Vitamin B12 Deficiency
What do all of these diseases have in common?
- Alzheimer’s, dementia, cognitive decline and memory loss (collectively referred to as “ageing”), Multiple sclerosis (MS) and other neurological disorders, Mental illness (depression, anxiety, bipolar disorder, psychosis), Cardiovascular disease, Learning or developmental disorders in kids, Autism spectrum disorder, Autoimmune disease and immune dysregulation, Cancer, Male and female infertility
Answer: they can all mimic the signs and symptoms of vitamin B12 deficiency.
There is nothing new about B12 deficiency it is very well documented, the thing is it is far more common than most health professionals or the general public realise.
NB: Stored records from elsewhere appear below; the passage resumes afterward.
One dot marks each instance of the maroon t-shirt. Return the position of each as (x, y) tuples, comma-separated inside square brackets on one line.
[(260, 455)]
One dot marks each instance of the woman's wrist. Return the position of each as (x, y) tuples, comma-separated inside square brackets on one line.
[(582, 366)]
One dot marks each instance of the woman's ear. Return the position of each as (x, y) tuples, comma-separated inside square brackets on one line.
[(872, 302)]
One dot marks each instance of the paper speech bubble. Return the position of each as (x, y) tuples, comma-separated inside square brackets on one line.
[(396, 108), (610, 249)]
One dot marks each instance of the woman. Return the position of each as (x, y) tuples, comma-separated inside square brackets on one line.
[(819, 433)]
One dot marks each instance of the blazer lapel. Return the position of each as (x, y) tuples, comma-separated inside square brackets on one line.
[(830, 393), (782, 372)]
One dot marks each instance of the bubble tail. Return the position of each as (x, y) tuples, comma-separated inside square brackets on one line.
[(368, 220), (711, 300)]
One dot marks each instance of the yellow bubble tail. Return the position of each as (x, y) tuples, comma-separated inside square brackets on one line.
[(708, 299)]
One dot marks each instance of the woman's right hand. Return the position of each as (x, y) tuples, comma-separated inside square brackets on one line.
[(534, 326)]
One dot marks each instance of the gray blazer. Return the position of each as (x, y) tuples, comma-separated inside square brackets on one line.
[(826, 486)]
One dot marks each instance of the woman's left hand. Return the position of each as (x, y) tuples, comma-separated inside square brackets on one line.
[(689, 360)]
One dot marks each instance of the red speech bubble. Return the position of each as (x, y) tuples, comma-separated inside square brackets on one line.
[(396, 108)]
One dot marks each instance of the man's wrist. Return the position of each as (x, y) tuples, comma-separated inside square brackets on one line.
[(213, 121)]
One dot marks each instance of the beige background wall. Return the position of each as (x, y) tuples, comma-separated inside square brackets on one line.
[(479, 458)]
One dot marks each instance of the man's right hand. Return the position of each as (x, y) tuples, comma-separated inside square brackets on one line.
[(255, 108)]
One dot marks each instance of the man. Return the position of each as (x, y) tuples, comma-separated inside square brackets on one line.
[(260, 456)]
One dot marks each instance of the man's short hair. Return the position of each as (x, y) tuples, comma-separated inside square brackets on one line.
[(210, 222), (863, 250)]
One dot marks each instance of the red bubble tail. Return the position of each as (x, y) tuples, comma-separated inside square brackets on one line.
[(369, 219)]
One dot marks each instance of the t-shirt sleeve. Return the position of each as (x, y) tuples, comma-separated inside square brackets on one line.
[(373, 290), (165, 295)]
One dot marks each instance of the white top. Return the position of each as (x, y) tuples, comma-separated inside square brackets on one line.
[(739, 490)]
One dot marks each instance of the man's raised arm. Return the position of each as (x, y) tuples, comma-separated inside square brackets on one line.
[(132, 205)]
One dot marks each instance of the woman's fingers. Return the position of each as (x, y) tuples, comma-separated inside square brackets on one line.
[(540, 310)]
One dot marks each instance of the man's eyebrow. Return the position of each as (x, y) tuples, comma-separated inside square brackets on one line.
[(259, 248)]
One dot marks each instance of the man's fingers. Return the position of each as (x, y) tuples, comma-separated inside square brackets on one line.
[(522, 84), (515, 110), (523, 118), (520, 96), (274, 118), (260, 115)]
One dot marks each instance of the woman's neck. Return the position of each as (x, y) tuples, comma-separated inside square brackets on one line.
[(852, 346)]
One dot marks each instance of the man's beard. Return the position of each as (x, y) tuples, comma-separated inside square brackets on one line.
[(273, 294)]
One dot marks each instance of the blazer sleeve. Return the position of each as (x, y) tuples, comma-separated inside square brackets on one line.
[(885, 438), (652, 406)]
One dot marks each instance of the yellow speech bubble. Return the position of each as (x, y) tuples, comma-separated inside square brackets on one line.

Data from the Tufts University Framingham Offspring Study suggest that 40 percent of people between the ages of 26 and 83 have plasma B12 levels in the low normal range – a range at which many experience neurological symptoms. 9 percent had outright deficiency, and 16 percent exhibited “near deficiency”. Most surprising to the researchers was the fact that low B12 levels were as common in younger people as they were in the elderly.
That said, B12 deficiency has been estimated to affect about 40% of people over 60 years of age. It’s entirely possible that at least some of the symptoms we attribute to “normal” aging – such as memory loss, cognitive decline, decreased mobility, etc. – are at least in part caused by B12 deficiency.
Why is it often not diagnosed?
There are generally two reasons that diagnosis is missed, the first is many doctors do not test for it and secondly the lower level that is tested for is to low. Some experts have speculated that the acceptance of higher levels as normal in Japan and the willingness to treat levels considered “normal” in the UK explain the low rates of Alzheimer’s and dementia in that country.
Why do we need vitamin B12?
Vitamin B12 works together with folate in the synthesis of DNA and red blood cells. It’s also involved in the production of the myelin sheath around the nerves, and the conduction of nerve impulses. If you think of the brain as a large tangled up group of wires myelin is the insulation on the wires that helps protect and conduct messages.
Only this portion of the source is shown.